Documentation

This documentation assumes you have browsed through the Quick Start guide to learn the basics.

Jobs and Configuration

Azkaban jobs are basically code plus configuration values. Configuration is stored as a properties file in the format key=value. These job files can be created manually in a text editor or through the web interface. Many of the configuration parameters will be custom configurations for your job, but there are a number of standard parameters that activate common job functionality. These parameters are described in the following sections.

Job Types

All jobs require a type property specifying how to execute them. Currently, there are four job types: java, command, javaprocess, and pig.
Property Required? Meaning
type required The job type: java, command, javaprocess, or pig

Each of these types has a variety of options as described in the following sections.

command jobs

Command jobs are essentially Unix commands executed as separate processes. Any output sent to standard out or standard error is redirected to the Azkaban log for the job. The job is considered to have succeeded if it completes with an exit code of zero. A non-zero exit code is treated as a failure.

The following properties are available in command jobs:

Property Required? Meaning Example
command required Specifies the command to execute. ls -lh
command.n optional Defines additional commands that are run sequentially after command. ls -lh
working.dir optional Specifies the directory in which the command is invoked. The default working directory is the job's directory. /home/ejk
env.property optional Specifies environment variables that should be set before running the command. property defines the name of the environment variable, so env.VAR_NAME=VALUE creates an environment variable $VAR_NAME and gives it the value of VALUE.

javaprocess jobs

Java process jobs are a convenient wrapper for kicking off Java-based programs. It is equivalent to running a class with a main method from the command line. The following properties are available in javaprocess jobs:

Property Required? Meaning Example
java.class required The class that contains the main function. azkaban.example.test.HelloWorld
classpath optional A comma-delimited list of JAR files and directories to be added to the classpath. If not set, it adds all JARs in the working directory to the classpath. commons-io.jar,helloworld.jar
Xms optional The initial memory pool size to start the JVM. The default is 64M. 64M
Xmx optional The maximum memory pool size. The default is 256M. 256M
main.args optional List of comma-delimited arguments to pass to the Java main function. arg1,arg2
jvm.args optional Arguments set for the JVM. This is not a list. The entire string is passed intact as a VM argument. -Dmyprop=test -Dhello=world
working.dir optional Inherited from command jobs. /home/ejk
env.property optional Inherited from command jobs. env.MY_ENV_VARIABLE=testVariable

pig jobs

This job type runs pig scripts through grunt. The following properties are available in pig jobs:

Property Required? Meaning Example
pig.script optional Specifies the pig script to run. If not set, it uses the job name to find jobname.pig. pig-example.pig
udf.import.list optional Comma-delimited list of UDF imports oink.,linkedin.udf.
param.name optional Used for parameter replacement to pass parameters from your job into your pig script. Order is not guaranteed. See the pig documentation for information on using pig parameters in your scripts. param.variable1=myvalue
paramfile optional Comma-delimited list of files used for variable replacement in your pig script. Order is not guaranteed, and param.name takes precedence. paramfile1,paramfile2
hadoop.job.ugi optional Sets the user name and group for Hadoop jobs. hadoop,group
classpath optional Inherited from javaprocess jobs. commons-io.jar,helloworld.jar
Xms optional Inherited from javaprocess jobs. 64M
Xmx optional Inherited from javaprocess jobs. 256M
jvm.args optional Inherited from javaprocess jobs. -Dmyprop=test -Dhello=world
working.dir optional Inherited from command jobs. /home/ejk
env.property optional Inherited from command jobs.

java jobs

Java jobs are any Java classes that have a run() method, such as a java.lang.Runnable. To avoid tying your code to framework-specific interfaces, the Java class does not need to implement any interface; however, Azkaban can make use of all the methods given in the following class (some of which are optional):

Logging should be to a log4j logger with the logger name set to the job name. Azkaban provides a log4j appender that sends these messages to the appropriate job log.
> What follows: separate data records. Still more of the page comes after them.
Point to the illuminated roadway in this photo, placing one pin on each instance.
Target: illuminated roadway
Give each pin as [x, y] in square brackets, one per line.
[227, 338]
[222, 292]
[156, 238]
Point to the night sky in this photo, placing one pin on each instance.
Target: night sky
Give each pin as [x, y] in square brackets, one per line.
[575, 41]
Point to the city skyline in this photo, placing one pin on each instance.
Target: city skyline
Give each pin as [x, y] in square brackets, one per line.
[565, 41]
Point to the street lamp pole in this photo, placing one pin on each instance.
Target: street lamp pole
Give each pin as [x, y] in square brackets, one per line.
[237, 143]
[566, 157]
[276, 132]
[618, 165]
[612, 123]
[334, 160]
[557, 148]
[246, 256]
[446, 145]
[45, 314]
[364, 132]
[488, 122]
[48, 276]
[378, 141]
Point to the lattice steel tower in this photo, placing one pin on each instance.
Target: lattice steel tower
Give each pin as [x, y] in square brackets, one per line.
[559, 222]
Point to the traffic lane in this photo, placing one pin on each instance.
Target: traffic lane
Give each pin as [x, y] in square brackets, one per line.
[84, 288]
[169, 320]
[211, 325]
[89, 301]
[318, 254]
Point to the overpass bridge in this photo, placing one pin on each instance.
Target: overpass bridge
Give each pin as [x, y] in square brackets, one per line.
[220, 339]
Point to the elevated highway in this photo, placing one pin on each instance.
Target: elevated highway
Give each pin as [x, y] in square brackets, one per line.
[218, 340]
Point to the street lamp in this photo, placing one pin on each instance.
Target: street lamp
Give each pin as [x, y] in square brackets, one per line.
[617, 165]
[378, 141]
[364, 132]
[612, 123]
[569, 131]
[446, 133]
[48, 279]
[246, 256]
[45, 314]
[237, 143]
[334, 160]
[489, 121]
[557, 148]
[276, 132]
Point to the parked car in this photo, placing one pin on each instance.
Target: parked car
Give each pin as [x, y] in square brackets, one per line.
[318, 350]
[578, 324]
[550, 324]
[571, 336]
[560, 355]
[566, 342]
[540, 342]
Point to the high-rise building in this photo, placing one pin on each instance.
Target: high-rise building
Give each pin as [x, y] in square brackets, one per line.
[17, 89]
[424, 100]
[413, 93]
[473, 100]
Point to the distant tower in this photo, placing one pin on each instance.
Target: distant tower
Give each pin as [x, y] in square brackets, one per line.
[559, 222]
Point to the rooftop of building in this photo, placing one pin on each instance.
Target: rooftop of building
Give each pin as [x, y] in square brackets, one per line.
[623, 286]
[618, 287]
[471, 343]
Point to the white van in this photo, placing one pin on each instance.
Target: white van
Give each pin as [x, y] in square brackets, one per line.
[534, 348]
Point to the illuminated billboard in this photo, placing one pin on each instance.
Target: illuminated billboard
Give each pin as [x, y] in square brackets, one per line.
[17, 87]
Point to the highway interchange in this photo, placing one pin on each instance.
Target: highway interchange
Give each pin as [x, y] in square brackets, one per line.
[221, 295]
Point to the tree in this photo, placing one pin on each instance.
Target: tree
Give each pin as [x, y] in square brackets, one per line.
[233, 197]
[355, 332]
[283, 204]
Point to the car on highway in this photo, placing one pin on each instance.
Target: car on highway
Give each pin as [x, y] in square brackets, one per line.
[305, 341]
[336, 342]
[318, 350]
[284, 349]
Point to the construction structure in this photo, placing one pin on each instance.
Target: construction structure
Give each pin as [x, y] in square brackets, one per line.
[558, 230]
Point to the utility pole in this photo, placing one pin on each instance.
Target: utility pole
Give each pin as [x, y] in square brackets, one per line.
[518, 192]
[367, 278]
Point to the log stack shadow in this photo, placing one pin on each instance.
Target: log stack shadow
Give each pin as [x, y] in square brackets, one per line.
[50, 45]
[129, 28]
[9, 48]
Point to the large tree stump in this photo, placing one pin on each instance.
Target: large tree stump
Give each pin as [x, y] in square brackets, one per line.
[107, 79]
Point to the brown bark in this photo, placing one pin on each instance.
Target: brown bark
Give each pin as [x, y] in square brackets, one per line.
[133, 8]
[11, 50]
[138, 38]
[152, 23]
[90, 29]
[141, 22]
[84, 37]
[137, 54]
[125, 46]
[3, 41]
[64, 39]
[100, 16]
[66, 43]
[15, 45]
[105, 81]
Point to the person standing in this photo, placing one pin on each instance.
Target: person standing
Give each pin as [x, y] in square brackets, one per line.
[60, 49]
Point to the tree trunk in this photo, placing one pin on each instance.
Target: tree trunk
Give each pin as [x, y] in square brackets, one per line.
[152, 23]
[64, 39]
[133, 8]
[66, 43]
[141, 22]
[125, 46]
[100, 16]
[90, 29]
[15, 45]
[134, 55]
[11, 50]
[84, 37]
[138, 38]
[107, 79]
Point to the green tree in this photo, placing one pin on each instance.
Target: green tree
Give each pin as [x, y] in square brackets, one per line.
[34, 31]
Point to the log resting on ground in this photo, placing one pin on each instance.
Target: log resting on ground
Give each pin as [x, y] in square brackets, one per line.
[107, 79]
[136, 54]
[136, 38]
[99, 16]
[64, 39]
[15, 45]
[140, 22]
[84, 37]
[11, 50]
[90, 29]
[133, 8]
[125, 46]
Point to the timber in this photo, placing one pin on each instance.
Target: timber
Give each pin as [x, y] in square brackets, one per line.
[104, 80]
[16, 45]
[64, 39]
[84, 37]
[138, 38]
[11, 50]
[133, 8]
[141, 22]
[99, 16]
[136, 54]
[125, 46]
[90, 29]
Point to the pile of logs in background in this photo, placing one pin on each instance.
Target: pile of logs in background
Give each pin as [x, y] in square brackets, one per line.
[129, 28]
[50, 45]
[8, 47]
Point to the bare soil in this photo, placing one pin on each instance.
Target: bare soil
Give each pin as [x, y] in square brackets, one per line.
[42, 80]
Property Required? Meaning Default
job.class required The Java class to run  
method.run optional The name of the no-arg method to use for running the job run
method.cancel optional The name of the no-arg method to cancel the job cancel
method.progress optional The name of the no-arg method to use for getting progress from the job getProgress

Job Locking

There are three types of locks in Azkaban: permit, read.lock, and write.lock.

Permits

Permit locks are locks used to throttle concurrent access to a resource. For example if you want to guarantee that no more than 4 jobs ever read from a particular database at once, you could set up a pool of 4 permits and have each job require one permit to run. The number of permits are set using the total.job.permits parameter in a job directory's .property file.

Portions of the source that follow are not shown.